Configuration in rtt-settings.json:

{
    "booltest": {
        "default-cli": "--no-summary --json-out --log-prints --top 128 --no-comb-and --only-top-comb --only-top-deg --no-term-map --topterm-heap --topterm-heap-k 256 --best-x-combs 512",
        "strategies": [
            {
                "name": "v1",
                "cli": "",
                "variations": [
                    {
                        "bl": [128, 256, 384, 512],
                        "deg": [1, 2, 3],
                        "cdeg": [1, 2, 3],
                        "exclusions": []
                    }
                ]
            },
            {
                "name": "halving",
                "cli": "--halving",
                "variations": [
                    {
                        "bl": [128, 256, 384, 512],
                        "deg": [1, 2, 3],
                        "cdeg": [1, 2, 3],
                        "exclusions": []
                    }
                ]
            }
        ]
    }
}

Troubleshooting

RTT static build

Randomness testing toolkit is preferably built statically. Due to libmariadbclient.a depedency it may be problematic. In Debian 10, libmariadbclient depends on GnuTLS, which depends on many other libs.
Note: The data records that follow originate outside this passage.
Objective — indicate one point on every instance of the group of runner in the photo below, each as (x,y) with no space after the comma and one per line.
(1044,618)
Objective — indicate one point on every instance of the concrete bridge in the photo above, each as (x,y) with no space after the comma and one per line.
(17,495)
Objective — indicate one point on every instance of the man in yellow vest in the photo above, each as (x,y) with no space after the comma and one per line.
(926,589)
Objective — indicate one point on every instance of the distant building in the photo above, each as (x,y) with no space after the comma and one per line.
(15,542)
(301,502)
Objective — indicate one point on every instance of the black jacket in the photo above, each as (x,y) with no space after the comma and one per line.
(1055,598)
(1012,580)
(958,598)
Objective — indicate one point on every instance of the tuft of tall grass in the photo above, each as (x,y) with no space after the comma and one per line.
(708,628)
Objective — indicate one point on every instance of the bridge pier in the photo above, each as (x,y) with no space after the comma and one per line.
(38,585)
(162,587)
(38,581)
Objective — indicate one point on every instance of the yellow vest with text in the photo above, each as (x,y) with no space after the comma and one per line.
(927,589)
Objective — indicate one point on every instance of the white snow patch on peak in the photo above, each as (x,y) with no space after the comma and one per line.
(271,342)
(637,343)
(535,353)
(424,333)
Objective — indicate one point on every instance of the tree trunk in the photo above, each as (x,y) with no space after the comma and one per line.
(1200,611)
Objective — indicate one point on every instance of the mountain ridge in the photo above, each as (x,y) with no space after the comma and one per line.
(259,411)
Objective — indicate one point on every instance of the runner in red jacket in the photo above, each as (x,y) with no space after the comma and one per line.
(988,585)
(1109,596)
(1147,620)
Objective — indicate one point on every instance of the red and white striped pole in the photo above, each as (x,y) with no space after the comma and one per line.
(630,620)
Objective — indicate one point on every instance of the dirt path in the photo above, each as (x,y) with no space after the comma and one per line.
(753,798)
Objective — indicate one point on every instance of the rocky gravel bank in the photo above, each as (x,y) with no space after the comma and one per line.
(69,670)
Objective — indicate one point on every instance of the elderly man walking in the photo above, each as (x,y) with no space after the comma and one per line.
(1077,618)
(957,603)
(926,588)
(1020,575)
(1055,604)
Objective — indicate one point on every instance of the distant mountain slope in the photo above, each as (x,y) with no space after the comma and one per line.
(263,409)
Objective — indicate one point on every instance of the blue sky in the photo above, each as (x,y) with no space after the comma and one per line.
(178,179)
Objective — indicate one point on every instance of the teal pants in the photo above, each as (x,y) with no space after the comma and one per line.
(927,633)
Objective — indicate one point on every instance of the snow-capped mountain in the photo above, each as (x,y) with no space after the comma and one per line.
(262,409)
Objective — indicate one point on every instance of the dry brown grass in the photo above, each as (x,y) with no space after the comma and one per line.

For example, p11-kit library is available only dynamically (.so). Option 1 is to link p11-kit dynamically, thus it is required for system running RTT to contain the library. We try option 2, build it manually from sources, with minimal features (as we don't need p11 for libmariadbclient) and build statically against libp11-kit-internal.a. This can break in future so we implemented fallback - link against p11-kit dynamically.

We tried to cover some cases, but it may happen static build fails. You may try dynamic build then.

Finding library exporting symbols

When debugging static linking, you may need to find a static lib that contains reference you are looking for:

find /usr/lib/x86_64-linux-gnu/ -type f -name '*.a' | xargs -I{} sh -c 'echo $1; nm $1 2>/dev/null | grep nettle_mpz_get_str_256' sh {} 

Debian 11

Debian 10 compiled sources may miss libffi.so.6, copy it from Debian 10 system to a

.pyenv/versions/3.10.2/lib/python3.10/site-packages/MySQLdb

as it is already on LD_LIBRARY_PATH.